Félix Grande
Mientras desciende el sol...
Mientras desciende el sol, lento como la muerte, observas a menudo esa calle donde está la escalera que conduce a la puerta de tu guarida. Dentro se encuentra un hombre pálido, cumplida ya, remota la mitad de su edad; fuma y se asoma hacia la calle desviada; soríe solitario a este lado de la ventana, la famosa frontera.

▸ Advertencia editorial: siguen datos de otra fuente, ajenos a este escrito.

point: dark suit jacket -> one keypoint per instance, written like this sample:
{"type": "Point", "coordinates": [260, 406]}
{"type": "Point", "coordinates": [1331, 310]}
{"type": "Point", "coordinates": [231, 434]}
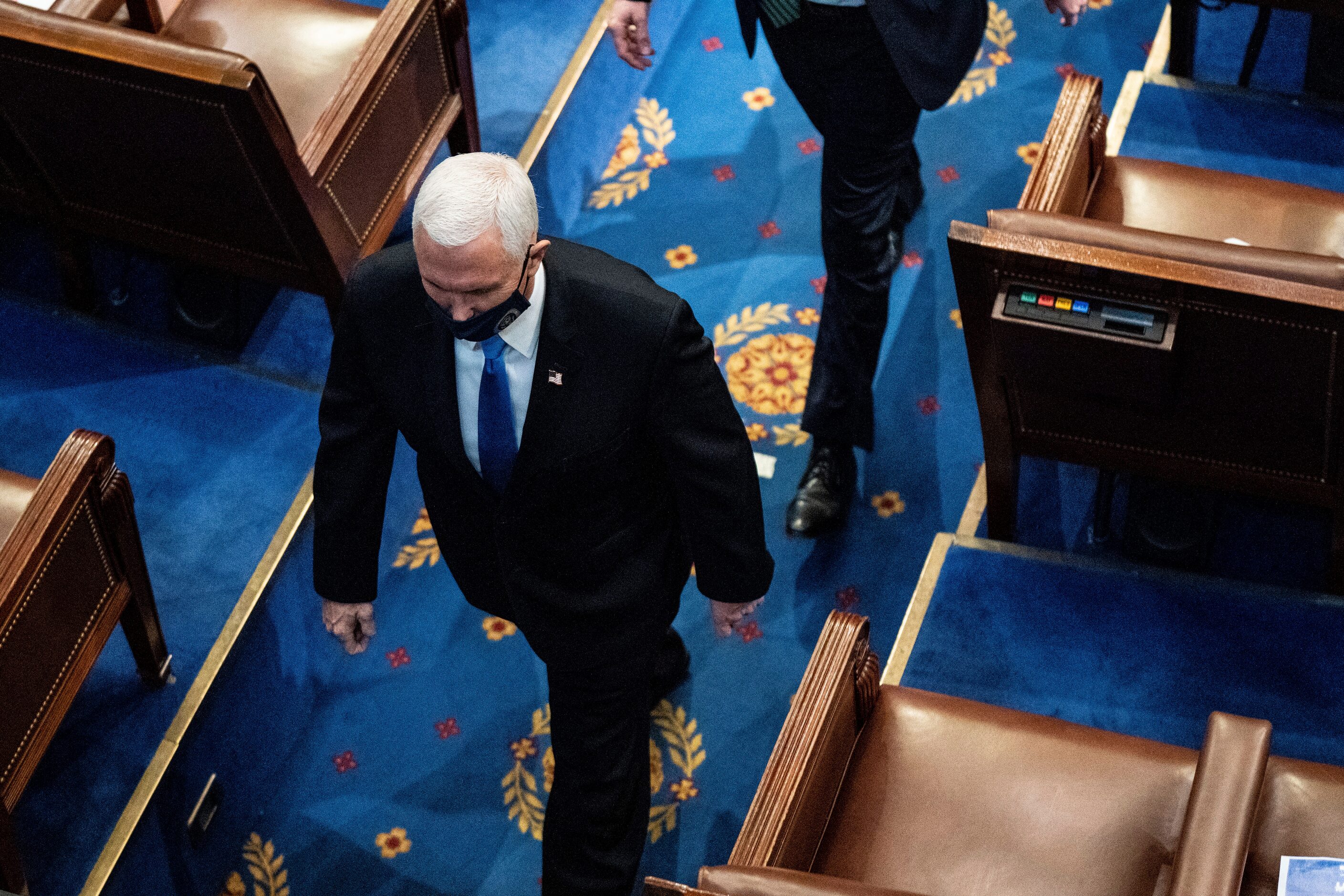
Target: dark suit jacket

Tú eres ese hombre; una hora larga llevas viendo tus propios movimientos pensando desde fuera, con piedad, las ideas que en el papel pacientemente depositas; escribiendo, como fin de una estrofa, que es muy penoso ser, así, dos veces, el pensarse pensando, la vorágine sinuosa de mirar la mirada, como un juego de niños que tortura, paraliza, envejece.

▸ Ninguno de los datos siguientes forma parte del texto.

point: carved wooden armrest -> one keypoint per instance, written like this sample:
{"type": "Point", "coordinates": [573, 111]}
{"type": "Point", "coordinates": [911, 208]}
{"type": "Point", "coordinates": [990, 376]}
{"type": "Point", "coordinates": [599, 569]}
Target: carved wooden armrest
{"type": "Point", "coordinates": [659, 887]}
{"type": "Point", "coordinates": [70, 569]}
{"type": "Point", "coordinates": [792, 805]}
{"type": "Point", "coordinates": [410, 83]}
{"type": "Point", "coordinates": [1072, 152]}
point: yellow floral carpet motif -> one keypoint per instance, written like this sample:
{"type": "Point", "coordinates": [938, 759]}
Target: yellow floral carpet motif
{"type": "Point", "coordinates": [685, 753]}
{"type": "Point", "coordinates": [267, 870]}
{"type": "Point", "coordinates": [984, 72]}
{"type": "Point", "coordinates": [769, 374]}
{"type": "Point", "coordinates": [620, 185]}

La tarde, casi enferma de tan lejana, se sumerge en la noche como un cuerpo harto ya de fatiga, en el mar, dulcemente. Cruzan aves aisladas el espacio de color indeciso y, allá al final, algunos caminantes pausados se dejan agostar por la distancia; entonces el paisaje parece un tapiz misterioso y sombrío.
Y comprendes, despacio, sin angustia, que esta tarde no tienes realidad, pues a veces la vida se coagula y se interrumpe, y nada entonces puedes hacer contra ello, más que sufrir un sufrimiento, desorientado y perezoso, una manera de dolor marchito, y recordar, prolijamente, algunos muertos que fueron desdichados.